BMC Cardiovascular Disorders published new progress about 137862-53-4. 137862-53-4 belongs to amides-buliding-blocks, auxiliary class GPCR/G Protein,Angiotensin Receptor, name is (S)-2-(N-((2′-(1H-Tetrazol-5-yl)-[1,1′-biphenyl]-4-yl)methyl)pentanamido)-3-methylbutanoic acid, and the molecular formula is C24H29N5O3, Recommanded Product: (S)-2-(N-((2′-(1H-Tetrazol-5-yl)-[1,1′-biphenyl]-4-yl)methyl)pentanamido)-3-methylbutanoic acid.

Bolla, Giovanni Battista published the artcileEffects of Sacubitril/Valsartan on biomarkers of fibrosis and inflammation in patients with heart failure with reduced ejection fraction, Recommanded Product: (S)-2-(N-((2′-(1H-Tetrazol-5-yl)-[1,1′-biphenyl]-4-yl)methyl)pentanamido)-3-methylbutanoic acid, the publication is BMC Cardiovascular Disorders (2022), 22(1), 217, database is CAplus and MEDLINE.

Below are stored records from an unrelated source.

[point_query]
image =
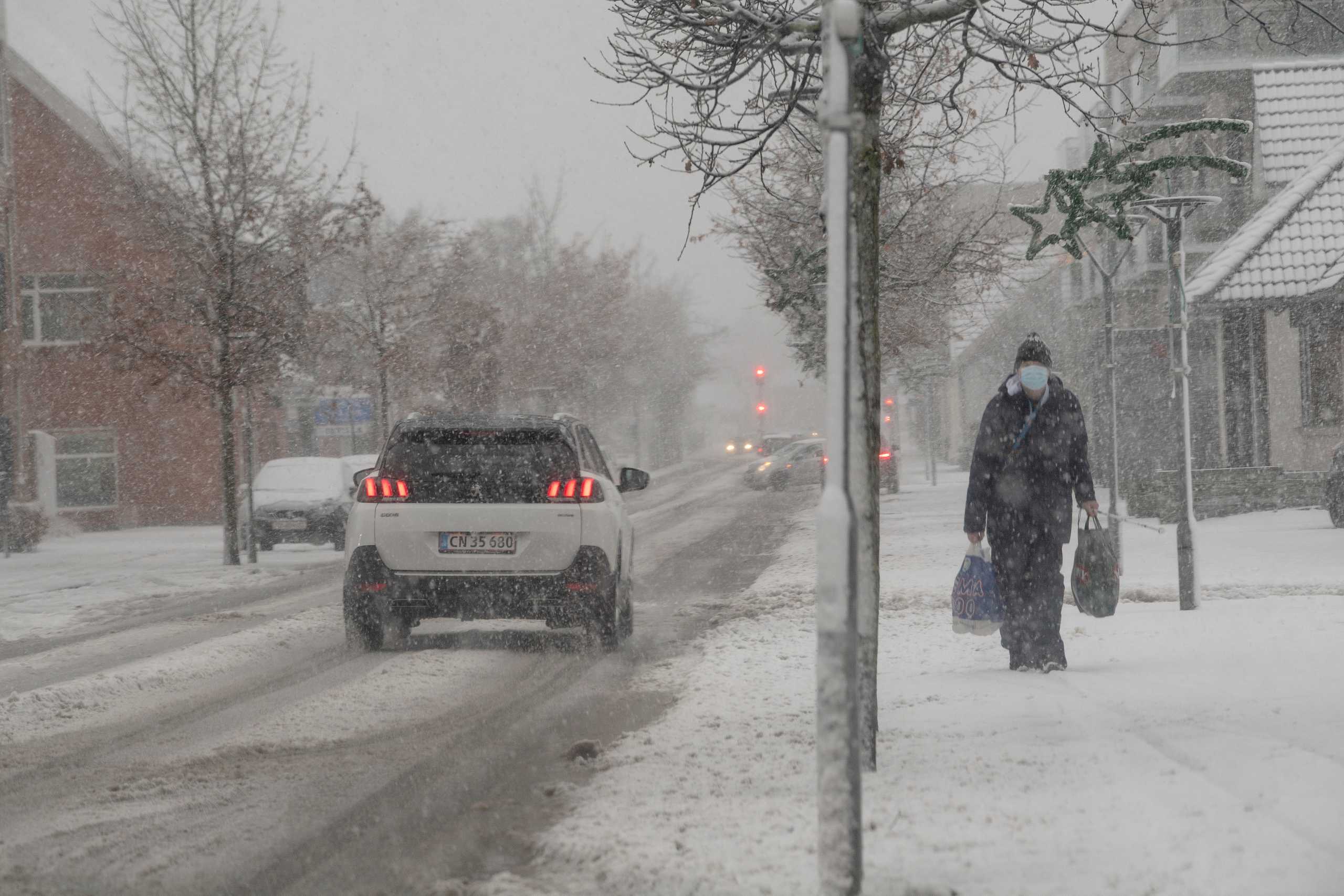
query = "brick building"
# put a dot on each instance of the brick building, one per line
(105, 441)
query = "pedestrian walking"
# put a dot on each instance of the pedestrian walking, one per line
(1030, 460)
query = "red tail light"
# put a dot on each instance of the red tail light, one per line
(383, 488)
(585, 491)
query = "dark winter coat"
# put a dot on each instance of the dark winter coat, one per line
(1028, 491)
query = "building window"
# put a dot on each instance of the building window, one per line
(59, 308)
(1323, 374)
(87, 469)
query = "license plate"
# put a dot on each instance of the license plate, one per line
(478, 542)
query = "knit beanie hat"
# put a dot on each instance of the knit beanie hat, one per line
(1033, 350)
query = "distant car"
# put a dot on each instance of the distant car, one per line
(1335, 488)
(772, 442)
(300, 500)
(796, 464)
(889, 467)
(491, 518)
(356, 462)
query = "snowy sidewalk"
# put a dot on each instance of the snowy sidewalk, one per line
(75, 582)
(1182, 753)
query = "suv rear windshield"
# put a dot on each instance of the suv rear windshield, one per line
(480, 465)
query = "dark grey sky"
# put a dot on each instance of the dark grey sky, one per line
(457, 105)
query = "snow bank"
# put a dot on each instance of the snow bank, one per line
(1182, 753)
(138, 688)
(93, 578)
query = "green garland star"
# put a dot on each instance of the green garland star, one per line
(1131, 179)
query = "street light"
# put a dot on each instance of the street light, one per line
(1108, 294)
(1172, 213)
(839, 770)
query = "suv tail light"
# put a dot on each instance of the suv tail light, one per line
(375, 489)
(585, 491)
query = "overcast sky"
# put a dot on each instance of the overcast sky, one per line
(457, 105)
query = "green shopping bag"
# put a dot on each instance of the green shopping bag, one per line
(1096, 579)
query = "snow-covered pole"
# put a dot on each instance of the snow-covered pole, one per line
(839, 782)
(1172, 213)
(250, 473)
(1186, 567)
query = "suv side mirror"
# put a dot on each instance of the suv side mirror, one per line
(634, 480)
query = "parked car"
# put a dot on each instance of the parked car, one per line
(491, 518)
(356, 462)
(889, 467)
(1335, 488)
(300, 500)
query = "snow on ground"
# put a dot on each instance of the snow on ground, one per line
(1182, 753)
(128, 691)
(87, 579)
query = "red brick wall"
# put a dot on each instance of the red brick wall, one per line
(167, 433)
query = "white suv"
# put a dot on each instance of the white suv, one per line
(490, 518)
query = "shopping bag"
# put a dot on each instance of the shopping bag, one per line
(976, 608)
(1096, 579)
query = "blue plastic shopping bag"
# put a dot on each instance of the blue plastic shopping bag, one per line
(976, 606)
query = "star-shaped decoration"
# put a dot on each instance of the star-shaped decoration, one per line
(1131, 181)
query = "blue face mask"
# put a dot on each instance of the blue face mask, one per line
(1034, 376)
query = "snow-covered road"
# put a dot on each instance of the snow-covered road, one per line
(1182, 754)
(246, 750)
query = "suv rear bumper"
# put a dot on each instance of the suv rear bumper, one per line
(560, 598)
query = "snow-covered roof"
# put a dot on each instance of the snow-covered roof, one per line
(1299, 114)
(68, 111)
(1290, 248)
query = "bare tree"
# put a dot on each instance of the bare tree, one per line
(378, 294)
(214, 124)
(722, 80)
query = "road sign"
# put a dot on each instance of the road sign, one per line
(344, 416)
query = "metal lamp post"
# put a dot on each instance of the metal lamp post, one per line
(839, 778)
(1108, 289)
(1172, 213)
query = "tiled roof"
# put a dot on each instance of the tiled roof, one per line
(1299, 114)
(1290, 248)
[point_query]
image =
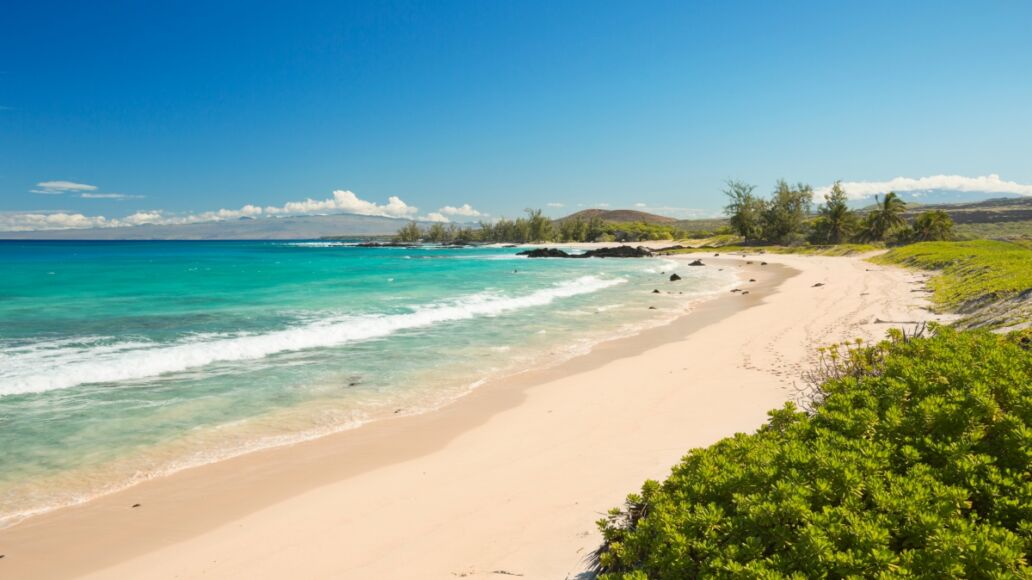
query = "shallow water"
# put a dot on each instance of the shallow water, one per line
(124, 360)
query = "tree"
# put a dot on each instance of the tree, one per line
(933, 226)
(438, 233)
(744, 211)
(539, 227)
(784, 216)
(887, 216)
(410, 232)
(836, 223)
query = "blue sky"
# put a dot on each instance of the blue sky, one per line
(190, 107)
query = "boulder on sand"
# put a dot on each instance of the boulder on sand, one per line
(616, 252)
(544, 253)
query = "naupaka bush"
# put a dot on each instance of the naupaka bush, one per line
(916, 464)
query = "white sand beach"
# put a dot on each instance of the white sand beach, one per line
(508, 480)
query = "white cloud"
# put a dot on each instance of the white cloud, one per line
(987, 184)
(348, 202)
(59, 187)
(464, 211)
(341, 202)
(58, 220)
(108, 196)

Abstract: Aims: To evaluate the circulating levels of remodeling biomarkers procollagen type 1 C-terminal propeptide (PICP), human cartilage glycoprotein-39 (YKL-40), plasma renin activity (PRA), aldosterone (Aldo) as well as clin. and echocardiog. parameters in patients with heart failure with reduced ejection fraction (HFrEF), before and after treatment with Sacubitril/Valsartan (S/V). Methods and results: A total of 26 consecutive patients with HFrEF on stable clin. conditions were studied. Clin., echocardiog. parameters and circulating biomarkers were measured at baseline, after 30 and 60 days of S/V treatment. Both systolic blood pressure (SBP) and diastolic blood pressure (DBP) decreased, from 126 ± 15 to 113 ± 4 mmHg (p < 0.001) and from 77 ± 11 to 72 ± 9 mmHg (p = 0.005), resp., at the end of study. Concomitantly, left ventricular ejection fraction (LVEF) increased by 22.8% from 29.5 ± 5% to 36.2 ± 5%, (p < 0.001) and indexed left ventricular end-systolic volume (LVESVi) decreased by 12% from 38.6 ± 8.7 mL/m2 to 34.0 ± 10.0 mL/m2. (p = 0.007). Circulating levels of PICP, YKL-40, PRA and Aldo decreased by – 42.2%, – 46.8%, – 79.1% and – 76.7%, resp. (p < 0.001 for all), the decrements being already maximal within 30 days of S/V treatment. No significant changes of plasma electrolytes and creatinine were observed during the study (all p > 0.05). Conclusions: A decrease of circulating markers of inflammation and fibrosis during chronic treatment with S/V is associated with an improvement of hemodynamic and echog. parameters in patients with HRrEF. These data are compatible with an anti-fibrotic and anti-inflammatory effect of S/V, that may contribute to the beneficial outcomes of the drug in this clin. setting.

BMC Cardiovascular Disorders published new progress about 137862-53-4. 137862-53-4 belongs to amides-buliding-blocks, auxiliary class GPCR/G Protein,Angiotensin Receptor, name is (S)-2-(N-((2′-(1H-Tetrazol-5-yl)-[1,1′-biphenyl]-4-yl)methyl)pentanamido)-3-methylbutanoic acid, and the molecular formula is C24H29N5O3, Recommanded Product: (S)-2-(N-((2′-(1H-Tetrazol-5-yl)-[1,1′-biphenyl]-4-yl)methyl)pentanamido)-3-methylbutanoic acid.